There has been some upside to the intimidation. Mosque leaders say it has helped them raise money from sympathizers around the country and to fast-track construction.
Now, though, the leaders are in a state of limbo. A judge says the local planning commission failed to give enough public notice for a 2010 meeting in which the site plan was approved. But county attorney Josh McCreary says the mosque was treated just like any Christian church.
“There are federal and state laws that prohibit, in our view, the treatment of one religion differently than another religion,” McCreary explains.
Still, the judge says a case that has since created more interest than any in the county’s history needs more notice than a few lines buried in a free newspaper.
A Case Against Islam
What has become a dispute about open meetings started out as an attempt by mosque opponents to put the religion of Islam on trial. The main criticism from attorney Joe Brandon Jr. has been about Shariah law, the ancient set of rules laid out in the Quran and followed to varying degrees by Muslims.

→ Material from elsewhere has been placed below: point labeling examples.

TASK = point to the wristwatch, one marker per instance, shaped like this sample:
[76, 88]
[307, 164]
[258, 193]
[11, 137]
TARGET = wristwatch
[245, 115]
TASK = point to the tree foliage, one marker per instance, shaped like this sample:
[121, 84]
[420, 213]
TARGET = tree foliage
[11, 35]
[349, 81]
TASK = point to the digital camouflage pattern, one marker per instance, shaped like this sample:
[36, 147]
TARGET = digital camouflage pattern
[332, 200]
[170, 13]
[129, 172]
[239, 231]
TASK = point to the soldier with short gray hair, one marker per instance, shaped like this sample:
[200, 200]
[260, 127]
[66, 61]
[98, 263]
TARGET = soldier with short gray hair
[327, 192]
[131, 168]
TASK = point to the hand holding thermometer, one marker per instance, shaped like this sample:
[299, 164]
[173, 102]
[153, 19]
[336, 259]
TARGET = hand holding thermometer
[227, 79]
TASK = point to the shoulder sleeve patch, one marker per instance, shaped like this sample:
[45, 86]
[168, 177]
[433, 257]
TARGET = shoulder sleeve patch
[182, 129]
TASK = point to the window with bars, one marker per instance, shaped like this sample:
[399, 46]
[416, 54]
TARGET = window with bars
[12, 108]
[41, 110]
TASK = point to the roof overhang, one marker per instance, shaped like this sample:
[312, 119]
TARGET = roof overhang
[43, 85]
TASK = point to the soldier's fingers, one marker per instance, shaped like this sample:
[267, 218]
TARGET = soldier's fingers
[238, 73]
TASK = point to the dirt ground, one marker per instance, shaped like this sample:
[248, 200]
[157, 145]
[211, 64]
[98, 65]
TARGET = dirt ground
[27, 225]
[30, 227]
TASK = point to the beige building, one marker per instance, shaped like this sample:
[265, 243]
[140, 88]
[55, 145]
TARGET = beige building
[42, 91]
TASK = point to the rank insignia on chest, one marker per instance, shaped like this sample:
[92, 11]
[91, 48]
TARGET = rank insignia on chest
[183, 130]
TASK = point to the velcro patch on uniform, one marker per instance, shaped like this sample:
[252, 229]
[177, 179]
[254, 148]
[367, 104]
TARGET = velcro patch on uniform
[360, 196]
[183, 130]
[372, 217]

“We don’t want Shariah law. We don’t want a Constitution-free zone in Rutherford County, Tenn.,” says Brandon, who considers the implementation of Shariah law in Murfreesboro “a probability.”
Mosque leaders laugh at that idea and call the Shariah issues “fabricated.” But for Brandon, it’s a serious matter tied up with his own beliefs.
“I believe there is only one God, and that is the living God of Israel,” Brandon says. “With that said, I still do not oppose individuals that don’t believe in that capacity. However, Shariah law is not religion, and I’m unaware of any situation where you can separate Shariah law out from under Islam. Quite frankly, I see that as a problem.”
Concerns In The Community
In 2010, protesters outside the Rutherford County courthouse held signs saying “remember the Twin Towers” and shouted “Islam is not a religion.” Today, the Murfreesboro town square is quieter, but the concerns still echo.
Plucking a six-string banjo, Robert Godsey waits for his wife on a bench under a century-old sycamore tree. It’s an idyllic scene he fears may slip away with the growing Muslim population.
“Islam may have a certain religious component to it,” Godsey says, “But it also has a political component to it that is bent on domination through violence and armed jihad. Can’t people see that?”
But Patti Smotherman, another Murfreesboro resident, says the Tennessee town’s reputation for Southern hospitality has been tarnished by a vocal minority. “It’s not anti-Muslim,” she says. “It’s anti-Murfreesboro to be so rude.”
Polls taken over the past few years show most residents are indifferent toward the new mosque, or they may not have known it even existed.
“That church has been here in our community for many years meeting somewhere else, and I didn’t even know it,” says Vicki Taylor.
And the congregation is still gathering for prayers in the back of a nondescript office building as it has for decades. But the congregants have resolved to finish the mosque, however long it takes, saying that Murfreesboro is a town they still love and consider home.